Déjà shared how Vincent’s big sister only got to see him once in the hospital due to COVID safety protocols. So, the child life team sent her materials at home to help her understand why her brother was away. Déjà also praised other non-clinical programs at Children’s Minnesota that supported her family such as the music therapy team.

‘A miracle and more than amazing’

May 8, 2020, was the day Déjà and her family had been waiting for – after nearly five months in the hospital – baby Vincent no longer needed ECMO or inpatient care and he could go home. During this time, the murder of George Floyd and the civil unrest that followed sparked in Minneapolis and around the world.

“I will never forget the National Guard being there to protect the children and staff, or passing parts of the city that were on fire while attending follow-up visits for Vincent,” Déjà said.

Four years later, Vincent is thriving, and his mom says he’s defied all odds by not having any serious complications from his brain bleed and stroke. However, he still sees specialists in physical therapy, pulmonology and gastroenterology.

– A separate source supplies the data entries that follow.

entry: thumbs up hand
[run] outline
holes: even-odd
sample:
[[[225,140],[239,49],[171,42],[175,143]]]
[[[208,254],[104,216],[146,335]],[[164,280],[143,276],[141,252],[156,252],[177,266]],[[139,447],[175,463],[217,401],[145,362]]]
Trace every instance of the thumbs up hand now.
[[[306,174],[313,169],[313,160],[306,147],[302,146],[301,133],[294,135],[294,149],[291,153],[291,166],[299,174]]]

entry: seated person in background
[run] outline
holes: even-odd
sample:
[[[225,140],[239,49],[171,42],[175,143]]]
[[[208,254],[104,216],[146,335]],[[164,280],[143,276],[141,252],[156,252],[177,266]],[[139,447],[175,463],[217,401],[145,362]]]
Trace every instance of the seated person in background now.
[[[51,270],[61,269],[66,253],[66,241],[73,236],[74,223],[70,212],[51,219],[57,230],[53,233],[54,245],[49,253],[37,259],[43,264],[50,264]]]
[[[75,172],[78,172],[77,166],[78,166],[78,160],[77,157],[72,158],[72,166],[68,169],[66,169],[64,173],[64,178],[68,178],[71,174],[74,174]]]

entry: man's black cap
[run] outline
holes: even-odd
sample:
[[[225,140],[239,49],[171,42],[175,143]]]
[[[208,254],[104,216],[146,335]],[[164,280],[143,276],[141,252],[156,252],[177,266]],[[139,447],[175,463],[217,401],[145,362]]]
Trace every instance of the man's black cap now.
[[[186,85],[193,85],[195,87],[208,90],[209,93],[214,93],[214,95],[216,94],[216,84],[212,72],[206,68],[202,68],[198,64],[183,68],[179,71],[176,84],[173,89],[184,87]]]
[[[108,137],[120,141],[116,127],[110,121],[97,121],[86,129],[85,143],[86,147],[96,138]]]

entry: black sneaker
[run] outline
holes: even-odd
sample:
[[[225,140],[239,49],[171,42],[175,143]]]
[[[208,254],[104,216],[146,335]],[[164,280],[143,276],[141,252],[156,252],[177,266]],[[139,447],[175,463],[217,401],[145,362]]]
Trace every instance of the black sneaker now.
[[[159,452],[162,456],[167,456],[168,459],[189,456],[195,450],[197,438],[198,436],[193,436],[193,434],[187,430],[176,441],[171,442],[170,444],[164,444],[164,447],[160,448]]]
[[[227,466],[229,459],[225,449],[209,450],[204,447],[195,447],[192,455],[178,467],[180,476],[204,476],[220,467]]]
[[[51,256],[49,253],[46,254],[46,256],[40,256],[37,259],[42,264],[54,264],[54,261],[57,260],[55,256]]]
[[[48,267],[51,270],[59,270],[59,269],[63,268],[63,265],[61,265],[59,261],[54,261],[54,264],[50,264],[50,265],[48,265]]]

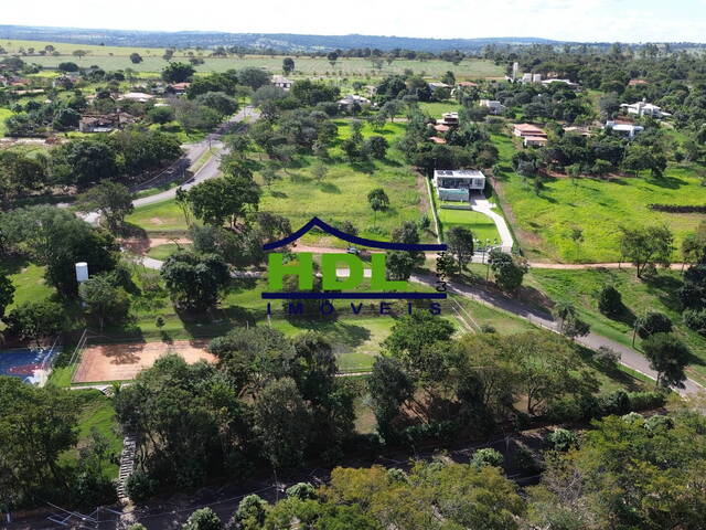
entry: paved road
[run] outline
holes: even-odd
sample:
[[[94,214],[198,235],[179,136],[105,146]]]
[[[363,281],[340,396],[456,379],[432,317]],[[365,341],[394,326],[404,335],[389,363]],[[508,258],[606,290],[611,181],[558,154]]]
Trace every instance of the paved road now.
[[[153,195],[142,197],[132,201],[135,208],[145,206],[147,204],[153,204],[156,202],[167,201],[176,197],[176,190],[179,188],[188,190],[204,180],[213,179],[218,176],[218,166],[221,163],[221,156],[225,153],[225,146],[222,138],[235,124],[245,121],[246,119],[257,119],[259,113],[257,109],[250,106],[246,106],[240,112],[232,116],[223,126],[215,132],[211,132],[199,144],[193,144],[186,147],[186,157],[191,161],[191,165],[195,163],[210,148],[215,149],[215,153],[208,158],[208,160],[194,173],[188,183],[178,188],[154,193]]]
[[[434,285],[436,282],[436,277],[432,275],[417,274],[413,275],[410,279],[413,282],[418,282],[427,285]],[[528,320],[536,326],[541,326],[550,331],[558,332],[559,325],[556,320],[554,320],[552,315],[546,314],[527,304],[507,298],[502,293],[495,293],[486,290],[477,285],[467,285],[457,282],[448,282],[448,287],[452,293],[457,293],[467,298],[471,298],[482,304],[486,304],[495,308],[505,310],[520,318]],[[586,337],[579,337],[576,339],[576,341],[586,346],[587,348],[590,348],[591,350],[597,350],[601,346],[608,347],[620,353],[621,364],[634,370],[635,372],[640,372],[650,379],[657,379],[657,373],[650,368],[650,362],[641,353],[631,348],[628,348],[627,346],[621,344],[620,342],[616,342],[612,339],[595,332],[590,332]],[[691,379],[687,379],[684,382],[684,389],[673,388],[673,390],[678,392],[681,395],[686,395],[703,391],[704,386]]]
[[[153,259],[151,257],[142,257],[141,263],[148,268],[159,269],[161,268],[163,262]],[[336,269],[336,274],[340,277],[347,276],[347,273],[349,271],[344,268]],[[370,274],[371,271],[366,268],[364,272],[364,276],[370,277]],[[233,273],[233,277],[257,278],[259,276],[260,273],[256,272]],[[435,286],[437,282],[436,276],[431,274],[413,274],[409,279],[418,284],[431,286]],[[552,315],[542,311],[534,306],[530,306],[527,304],[523,304],[521,301],[509,298],[500,292],[492,292],[484,289],[478,285],[468,285],[458,282],[447,282],[447,286],[449,288],[449,292],[451,293],[456,293],[466,298],[470,298],[481,304],[485,304],[494,308],[511,312],[516,317],[528,320],[535,326],[548,329],[549,331],[554,331],[556,333],[559,332],[559,324],[554,320],[554,317],[552,317]],[[642,373],[643,375],[646,375],[652,380],[656,381],[657,379],[657,372],[650,368],[650,362],[640,352],[633,350],[632,348],[628,348],[620,342],[616,342],[608,337],[603,337],[602,335],[598,335],[595,332],[590,332],[586,337],[579,337],[576,339],[576,341],[580,344],[586,346],[587,348],[590,348],[591,350],[598,350],[601,346],[610,348],[611,350],[620,353],[621,364],[634,370],[635,372]],[[673,390],[675,392],[678,392],[681,395],[686,395],[698,393],[704,390],[704,386],[698,384],[696,381],[687,379],[684,382],[683,389],[673,388]]]

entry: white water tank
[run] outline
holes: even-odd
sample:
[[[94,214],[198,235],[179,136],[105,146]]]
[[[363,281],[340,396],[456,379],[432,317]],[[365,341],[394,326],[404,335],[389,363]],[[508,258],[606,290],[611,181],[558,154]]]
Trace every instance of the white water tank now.
[[[81,284],[88,279],[88,264],[86,262],[78,262],[76,264],[76,280]]]

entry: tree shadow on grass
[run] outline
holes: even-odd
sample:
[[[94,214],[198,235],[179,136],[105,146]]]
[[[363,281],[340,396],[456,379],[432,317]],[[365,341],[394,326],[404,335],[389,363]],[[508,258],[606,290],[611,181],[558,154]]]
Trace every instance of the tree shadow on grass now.
[[[331,182],[321,182],[319,189],[324,193],[341,193],[341,188]]]
[[[336,318],[318,319],[312,317],[289,317],[288,322],[302,331],[319,331],[329,336],[335,344],[357,348],[372,337],[371,330],[364,326],[349,324]],[[340,348],[336,348],[340,350]]]
[[[629,392],[644,390],[641,382],[627,372],[620,370],[618,364],[600,362],[596,359],[595,352],[588,348],[576,344],[577,352],[581,360],[593,370],[602,373],[607,378],[620,383]]]
[[[684,180],[677,177],[668,177],[666,174],[662,177],[649,177],[644,179],[644,181],[649,184],[657,186],[660,188],[666,188],[670,190],[678,190],[681,187],[686,184]]]
[[[351,168],[361,173],[372,173],[375,171],[375,163],[370,160],[356,160],[351,162]]]
[[[673,311],[680,312],[682,304],[680,303],[677,290],[682,286],[682,282],[674,276],[655,275],[643,279],[648,288],[648,293],[656,296],[662,304]]]
[[[7,256],[0,259],[0,268],[7,274],[19,274],[29,265],[31,265],[30,259],[22,255]]]

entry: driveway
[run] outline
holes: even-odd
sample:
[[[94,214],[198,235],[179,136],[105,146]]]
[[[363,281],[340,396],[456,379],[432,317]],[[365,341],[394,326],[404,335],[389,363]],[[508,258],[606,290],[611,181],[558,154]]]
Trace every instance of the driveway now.
[[[147,204],[154,204],[156,202],[162,202],[176,197],[176,190],[180,188],[188,190],[194,186],[218,177],[218,166],[221,165],[221,157],[226,153],[225,146],[222,141],[223,135],[238,123],[243,123],[246,119],[257,119],[259,113],[255,107],[246,106],[237,114],[233,115],[225,124],[223,124],[215,132],[208,134],[203,140],[197,144],[192,144],[185,148],[186,158],[190,161],[190,166],[193,166],[208,149],[215,149],[215,152],[206,160],[206,162],[199,168],[194,176],[189,181],[176,188],[154,193],[153,195],[142,197],[132,201],[135,208],[145,206]]]

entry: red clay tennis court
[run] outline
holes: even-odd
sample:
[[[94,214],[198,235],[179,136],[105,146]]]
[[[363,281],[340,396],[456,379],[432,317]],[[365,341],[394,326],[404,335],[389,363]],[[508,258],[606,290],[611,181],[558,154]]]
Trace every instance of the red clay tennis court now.
[[[167,342],[126,342],[86,346],[72,383],[128,381],[167,353],[178,353],[193,364],[205,360],[215,362],[206,351],[206,340],[175,340]]]

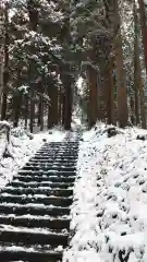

“Our major struggle currently is digestion, but we are trying different things and hoping we soon get that under control,” Déjà said.

Like most 4-year-old kids, Vincent loves to play with cars, learn, sing and dance. He hopes to play soccer someday soon too.

“Vincent is a miracle and more than amazing,” Déjà said. “He astonishes me every single day, whether he is learning to jump, run or using vocabulary I don’t even use.”

A Wall of Fame-worthy story

While Vincent’s story is just beginning, the impression he made at Children’s Minnesota will last forever. He’s now part of the Stories of Hope wall in the Minneapolis NICU where his picture joins many of other inspiring patients’ photos who are now thriving.

“This was an absolute honor when we were asked if he could be added to the wall,” Déjà said. “I remember walking up and down those halls several times daily; sad or very angry at times and I would always stop to take time and read other patient’s stories on the wall, it gave me SO much hope!”

Now, Vincent’s story will inspire hope in future NICU patient families walking those same halls.